NVlabs/FasterViT

any_ res is not truly any resolution

becauseofAI opened this issue · 5 comments

Resolution=[576, 960] is right, but [1152, 1920], [1088, 1920], [1024, 1024], [384, 384], etc. are all not feasible. Therefore, it is difficult for us to conduct multi-scale training.

Hi @becauseofAI could you please share more details ? faster_vit_any_res can be initialized with any resolution including those you have mentioned. In fact, we just added a 384x384 model.

@ahatamiz I think @becauseofAI is working on Detection model. It seems that any_res model can be initialized with any-resolution, but after initialization, the input image size must be fixed. This makes it unable to train detection model with multi-scale.
Can you clarify?

Thank you @chuong98 for your comment. I understand.
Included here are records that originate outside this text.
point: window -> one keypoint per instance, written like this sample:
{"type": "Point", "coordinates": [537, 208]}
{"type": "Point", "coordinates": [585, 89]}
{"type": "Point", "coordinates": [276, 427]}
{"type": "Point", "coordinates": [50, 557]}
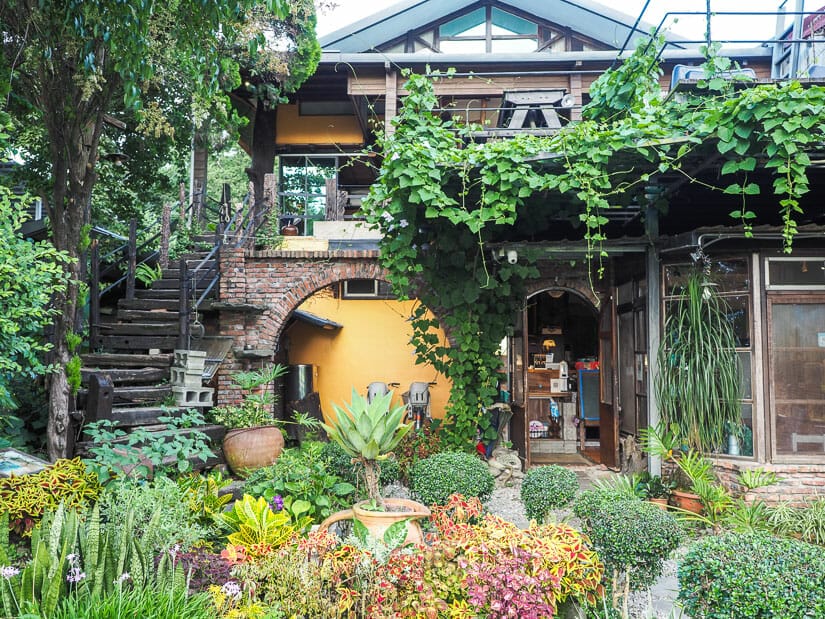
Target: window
{"type": "Point", "coordinates": [488, 29]}
{"type": "Point", "coordinates": [796, 354]}
{"type": "Point", "coordinates": [365, 289]}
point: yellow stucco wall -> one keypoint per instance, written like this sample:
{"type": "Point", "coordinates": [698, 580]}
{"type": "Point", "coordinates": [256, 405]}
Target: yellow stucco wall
{"type": "Point", "coordinates": [295, 129]}
{"type": "Point", "coordinates": [372, 346]}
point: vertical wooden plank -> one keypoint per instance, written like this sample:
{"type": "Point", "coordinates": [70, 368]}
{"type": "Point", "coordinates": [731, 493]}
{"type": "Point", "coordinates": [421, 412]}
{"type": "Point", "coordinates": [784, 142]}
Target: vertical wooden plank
{"type": "Point", "coordinates": [575, 89]}
{"type": "Point", "coordinates": [183, 307]}
{"type": "Point", "coordinates": [165, 232]}
{"type": "Point", "coordinates": [131, 265]}
{"type": "Point", "coordinates": [94, 296]}
{"type": "Point", "coordinates": [391, 99]}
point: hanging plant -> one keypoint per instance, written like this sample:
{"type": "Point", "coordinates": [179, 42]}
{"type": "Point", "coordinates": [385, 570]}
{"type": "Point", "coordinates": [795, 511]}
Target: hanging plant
{"type": "Point", "coordinates": [698, 383]}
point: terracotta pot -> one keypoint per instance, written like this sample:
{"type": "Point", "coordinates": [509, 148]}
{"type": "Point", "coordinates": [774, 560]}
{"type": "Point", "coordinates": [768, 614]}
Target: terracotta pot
{"type": "Point", "coordinates": [247, 449]}
{"type": "Point", "coordinates": [687, 501]}
{"type": "Point", "coordinates": [378, 522]}
{"type": "Point", "coordinates": [661, 502]}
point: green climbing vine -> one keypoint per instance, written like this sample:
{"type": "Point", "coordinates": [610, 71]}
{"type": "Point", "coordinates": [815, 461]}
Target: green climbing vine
{"type": "Point", "coordinates": [445, 202]}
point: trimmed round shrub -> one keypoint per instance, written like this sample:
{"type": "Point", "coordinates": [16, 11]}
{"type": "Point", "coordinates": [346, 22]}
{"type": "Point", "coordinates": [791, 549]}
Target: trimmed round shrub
{"type": "Point", "coordinates": [633, 537]}
{"type": "Point", "coordinates": [340, 463]}
{"type": "Point", "coordinates": [434, 479]}
{"type": "Point", "coordinates": [547, 487]}
{"type": "Point", "coordinates": [752, 575]}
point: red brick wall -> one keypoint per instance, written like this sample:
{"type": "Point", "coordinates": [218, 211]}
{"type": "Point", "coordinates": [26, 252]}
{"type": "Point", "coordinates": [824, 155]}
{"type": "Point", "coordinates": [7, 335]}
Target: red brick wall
{"type": "Point", "coordinates": [277, 282]}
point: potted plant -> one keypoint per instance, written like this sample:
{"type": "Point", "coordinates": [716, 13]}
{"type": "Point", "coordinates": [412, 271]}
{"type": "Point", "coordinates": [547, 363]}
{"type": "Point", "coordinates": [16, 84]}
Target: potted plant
{"type": "Point", "coordinates": [655, 489]}
{"type": "Point", "coordinates": [254, 439]}
{"type": "Point", "coordinates": [368, 432]}
{"type": "Point", "coordinates": [698, 381]}
{"type": "Point", "coordinates": [685, 467]}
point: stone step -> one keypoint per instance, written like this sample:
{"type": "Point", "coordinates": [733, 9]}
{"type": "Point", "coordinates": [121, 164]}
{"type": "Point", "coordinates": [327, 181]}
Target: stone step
{"type": "Point", "coordinates": [137, 343]}
{"type": "Point", "coordinates": [149, 304]}
{"type": "Point", "coordinates": [127, 376]}
{"type": "Point", "coordinates": [140, 328]}
{"type": "Point", "coordinates": [128, 360]}
{"type": "Point", "coordinates": [157, 315]}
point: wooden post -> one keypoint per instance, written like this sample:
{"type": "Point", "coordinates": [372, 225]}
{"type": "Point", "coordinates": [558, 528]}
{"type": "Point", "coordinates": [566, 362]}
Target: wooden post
{"type": "Point", "coordinates": [131, 250]}
{"type": "Point", "coordinates": [182, 204]}
{"type": "Point", "coordinates": [94, 296]}
{"type": "Point", "coordinates": [165, 232]}
{"type": "Point", "coordinates": [183, 307]}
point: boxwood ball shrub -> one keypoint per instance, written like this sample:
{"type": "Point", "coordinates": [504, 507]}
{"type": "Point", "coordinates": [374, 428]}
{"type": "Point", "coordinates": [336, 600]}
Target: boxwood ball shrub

The main (initial) motivation of faster_vit_any_res is still for classification by enabling various input sizes, window sizes, etc. Detection models (with multi-scale training) follow the same model but need some modifications to make it work. We will publish the code for downstream tasks (e.g. detection) soon.

Again, thank you @becauseofAI and @chuong98 for your interest in our work.

@ahatamiz I think @becauseofAI is working on Detection model. It seems that any_res model can be initialized with any-resolution, but after initialization, the input image size must be fixed. This makes it unable to train detection model with multi-scale. Can you clarify?

That's exactly what it means. Thank you for your further explanation. @chuong98

Hi @becauseofAI

We have released the object detection repository for FasterViT with DINO. You can use multi-scale training as well. The FasterViT backbone allows any resolution for training.

We will release the pretrained checkpoints very soon.

I hope you find this release to be useful !